The beauty industry for women in most societies states that I should have long[er] head hair. I don't. I make that choice for my own personal independent reasons. It is a massive amount of me,me,me-ism. The porn industry according to you (as I at least know that there is a vast amount of porn out there that features hirsute women which people view and enjoy) puts enormous pressure on women to be hairless. I choose to depilate my pubic hair, but it had and continues to have nothing to do with the porn industry or what I see in magazines or what I have been told by men - it is something I tried at a very young age (without having viewed any porn or an adult woman's depilated pubic area before and certainly not being told to do it by a man) and have continued with as I like it, much in the way of my shaved head. That is my reality. Others' reality may be different, but it does not change mine. You have no right to then dictate my reality to be different, when I have expressly explained that that is not the case.

ifancyashandy · 05/01/2011 20:07

I totally understand that a choice made within restrictive or imposed boundaries is not a choice. I accept that I am affected by the hegemony. I agree that the desire for hairfree women comes (in the main) from a male dominated sex industry. That those of us that do remove body hair are doing so to conform to ancient stereoptypes.
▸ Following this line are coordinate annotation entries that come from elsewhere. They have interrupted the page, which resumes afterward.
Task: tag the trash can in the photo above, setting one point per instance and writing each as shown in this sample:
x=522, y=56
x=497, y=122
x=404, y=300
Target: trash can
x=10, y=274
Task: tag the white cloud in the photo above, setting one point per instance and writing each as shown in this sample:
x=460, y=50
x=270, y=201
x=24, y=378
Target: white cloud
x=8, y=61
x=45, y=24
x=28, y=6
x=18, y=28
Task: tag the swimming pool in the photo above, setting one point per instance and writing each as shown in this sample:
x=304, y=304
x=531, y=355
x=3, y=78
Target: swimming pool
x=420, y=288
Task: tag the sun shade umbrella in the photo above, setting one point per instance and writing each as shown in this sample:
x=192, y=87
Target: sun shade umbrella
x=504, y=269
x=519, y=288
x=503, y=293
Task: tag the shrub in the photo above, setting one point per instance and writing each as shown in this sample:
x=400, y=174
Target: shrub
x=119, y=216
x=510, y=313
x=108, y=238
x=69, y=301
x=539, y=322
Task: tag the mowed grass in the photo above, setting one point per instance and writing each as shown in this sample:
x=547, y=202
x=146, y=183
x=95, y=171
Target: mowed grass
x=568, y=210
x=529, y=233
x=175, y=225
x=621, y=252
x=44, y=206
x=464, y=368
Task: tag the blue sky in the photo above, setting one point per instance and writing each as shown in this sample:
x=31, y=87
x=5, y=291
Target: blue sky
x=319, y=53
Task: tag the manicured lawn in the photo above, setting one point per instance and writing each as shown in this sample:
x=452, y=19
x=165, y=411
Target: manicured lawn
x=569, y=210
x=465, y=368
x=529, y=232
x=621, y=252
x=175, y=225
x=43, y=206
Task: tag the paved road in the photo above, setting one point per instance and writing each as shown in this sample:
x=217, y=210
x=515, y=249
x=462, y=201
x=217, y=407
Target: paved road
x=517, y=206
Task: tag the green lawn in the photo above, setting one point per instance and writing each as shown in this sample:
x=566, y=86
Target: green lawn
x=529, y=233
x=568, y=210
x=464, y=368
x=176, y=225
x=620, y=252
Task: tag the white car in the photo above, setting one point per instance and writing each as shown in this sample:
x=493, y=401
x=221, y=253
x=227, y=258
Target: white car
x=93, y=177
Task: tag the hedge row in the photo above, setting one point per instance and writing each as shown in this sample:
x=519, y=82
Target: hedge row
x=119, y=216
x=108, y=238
I agree with you on most of your points Dittany but - and I mean this in all seriousness - is it not possible for someone to see that they are / could be being dictated to (not by you, but by those cultural norms above) and ... I dunno... pick and choose?
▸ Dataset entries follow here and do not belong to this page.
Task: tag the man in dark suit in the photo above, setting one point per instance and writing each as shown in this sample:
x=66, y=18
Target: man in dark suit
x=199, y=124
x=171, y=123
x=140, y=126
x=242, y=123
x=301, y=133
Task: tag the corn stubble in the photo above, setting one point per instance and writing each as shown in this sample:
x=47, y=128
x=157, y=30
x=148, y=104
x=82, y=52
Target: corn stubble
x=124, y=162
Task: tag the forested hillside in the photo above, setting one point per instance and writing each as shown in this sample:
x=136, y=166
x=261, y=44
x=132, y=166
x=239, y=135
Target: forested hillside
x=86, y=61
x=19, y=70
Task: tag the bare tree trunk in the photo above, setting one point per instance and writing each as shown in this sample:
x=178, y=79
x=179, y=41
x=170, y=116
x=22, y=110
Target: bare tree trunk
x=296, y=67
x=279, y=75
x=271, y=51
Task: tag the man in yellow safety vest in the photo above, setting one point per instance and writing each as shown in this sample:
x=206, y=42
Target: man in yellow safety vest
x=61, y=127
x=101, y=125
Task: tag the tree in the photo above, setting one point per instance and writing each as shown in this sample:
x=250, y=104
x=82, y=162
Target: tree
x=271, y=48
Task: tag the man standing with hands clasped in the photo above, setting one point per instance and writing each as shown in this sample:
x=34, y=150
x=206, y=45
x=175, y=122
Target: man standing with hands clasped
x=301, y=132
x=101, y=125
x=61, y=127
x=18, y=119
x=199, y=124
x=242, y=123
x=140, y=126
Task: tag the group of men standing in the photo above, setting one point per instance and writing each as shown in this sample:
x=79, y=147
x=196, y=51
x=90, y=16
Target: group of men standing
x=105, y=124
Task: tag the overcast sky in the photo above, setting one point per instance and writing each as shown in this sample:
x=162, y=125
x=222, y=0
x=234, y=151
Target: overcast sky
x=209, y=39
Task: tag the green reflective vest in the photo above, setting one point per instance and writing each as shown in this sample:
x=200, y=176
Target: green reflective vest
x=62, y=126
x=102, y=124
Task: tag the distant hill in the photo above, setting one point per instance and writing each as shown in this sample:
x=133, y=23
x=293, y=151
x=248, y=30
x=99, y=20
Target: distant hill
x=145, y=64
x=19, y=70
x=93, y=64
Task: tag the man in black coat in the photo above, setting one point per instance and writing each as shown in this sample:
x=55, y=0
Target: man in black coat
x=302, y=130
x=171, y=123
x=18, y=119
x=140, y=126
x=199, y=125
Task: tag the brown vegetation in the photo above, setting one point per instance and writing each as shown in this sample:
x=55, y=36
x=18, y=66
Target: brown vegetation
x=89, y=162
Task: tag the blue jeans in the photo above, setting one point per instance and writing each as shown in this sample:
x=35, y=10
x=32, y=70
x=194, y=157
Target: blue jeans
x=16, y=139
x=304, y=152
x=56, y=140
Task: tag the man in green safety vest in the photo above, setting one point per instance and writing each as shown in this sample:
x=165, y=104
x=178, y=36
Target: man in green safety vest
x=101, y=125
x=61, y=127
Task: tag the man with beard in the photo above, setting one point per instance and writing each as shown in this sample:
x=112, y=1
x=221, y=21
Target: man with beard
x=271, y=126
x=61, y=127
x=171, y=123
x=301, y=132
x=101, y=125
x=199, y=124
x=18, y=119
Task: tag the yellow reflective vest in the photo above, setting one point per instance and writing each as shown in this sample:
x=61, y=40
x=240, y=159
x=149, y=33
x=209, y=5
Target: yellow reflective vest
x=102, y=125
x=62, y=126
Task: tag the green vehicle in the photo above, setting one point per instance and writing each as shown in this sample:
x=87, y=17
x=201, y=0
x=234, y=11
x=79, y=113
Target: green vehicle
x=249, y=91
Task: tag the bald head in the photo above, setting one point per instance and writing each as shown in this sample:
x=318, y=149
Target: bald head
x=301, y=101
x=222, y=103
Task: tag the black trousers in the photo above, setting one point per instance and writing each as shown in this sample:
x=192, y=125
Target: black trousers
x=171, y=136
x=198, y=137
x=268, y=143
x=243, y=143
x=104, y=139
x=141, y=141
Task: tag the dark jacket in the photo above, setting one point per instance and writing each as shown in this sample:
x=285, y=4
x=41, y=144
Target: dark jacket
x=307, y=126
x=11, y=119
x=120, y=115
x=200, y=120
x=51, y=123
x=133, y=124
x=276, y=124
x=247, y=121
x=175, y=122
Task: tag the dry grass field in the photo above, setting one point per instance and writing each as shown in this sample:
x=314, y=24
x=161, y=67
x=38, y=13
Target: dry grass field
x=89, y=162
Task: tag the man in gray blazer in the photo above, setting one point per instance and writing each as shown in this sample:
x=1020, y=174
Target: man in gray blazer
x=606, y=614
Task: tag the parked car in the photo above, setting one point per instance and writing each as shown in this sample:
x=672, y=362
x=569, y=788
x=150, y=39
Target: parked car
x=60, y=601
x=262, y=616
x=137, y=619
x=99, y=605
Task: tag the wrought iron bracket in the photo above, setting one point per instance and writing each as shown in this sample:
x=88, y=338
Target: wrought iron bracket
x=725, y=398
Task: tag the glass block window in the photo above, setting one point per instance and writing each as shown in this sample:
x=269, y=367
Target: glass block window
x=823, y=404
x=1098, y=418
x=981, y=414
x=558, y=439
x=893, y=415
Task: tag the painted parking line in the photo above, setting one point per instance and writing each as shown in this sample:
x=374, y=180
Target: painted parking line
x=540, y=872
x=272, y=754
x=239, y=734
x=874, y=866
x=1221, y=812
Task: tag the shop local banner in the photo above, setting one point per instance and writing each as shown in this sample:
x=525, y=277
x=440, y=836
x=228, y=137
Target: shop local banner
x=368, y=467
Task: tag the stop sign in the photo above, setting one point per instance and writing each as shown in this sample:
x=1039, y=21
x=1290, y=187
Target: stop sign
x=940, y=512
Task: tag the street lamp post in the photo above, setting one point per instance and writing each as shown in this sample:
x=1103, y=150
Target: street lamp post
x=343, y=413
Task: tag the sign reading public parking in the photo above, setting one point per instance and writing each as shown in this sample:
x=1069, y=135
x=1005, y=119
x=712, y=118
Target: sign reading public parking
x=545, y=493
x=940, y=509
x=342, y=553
I have been on anti anti (indended repeat) abortion marches / reclaimed the night / read Fat is a Feminist Issue / understand the Beauty Myth and get that the personal is political but (and the 'but' is ironic) still I decided to see if removing my pubic hair had any affect on my sex life and enjoyment thereof.

I did. I decided to keep myself hairfree. WHy does that offend feminism so much? Does one have to accept all tennets of an ideology to be part of it or can one not disent on occassion?

ifancyashandy · 05/01/2011 20:10

Oh and ps. I don't feel dirty with pubic hair, nor do I think those who keep it are. Same as I don't think those without it are pre-pubescent wannabe's.

I like the way my fango feels without hair. The skin feels very very silky.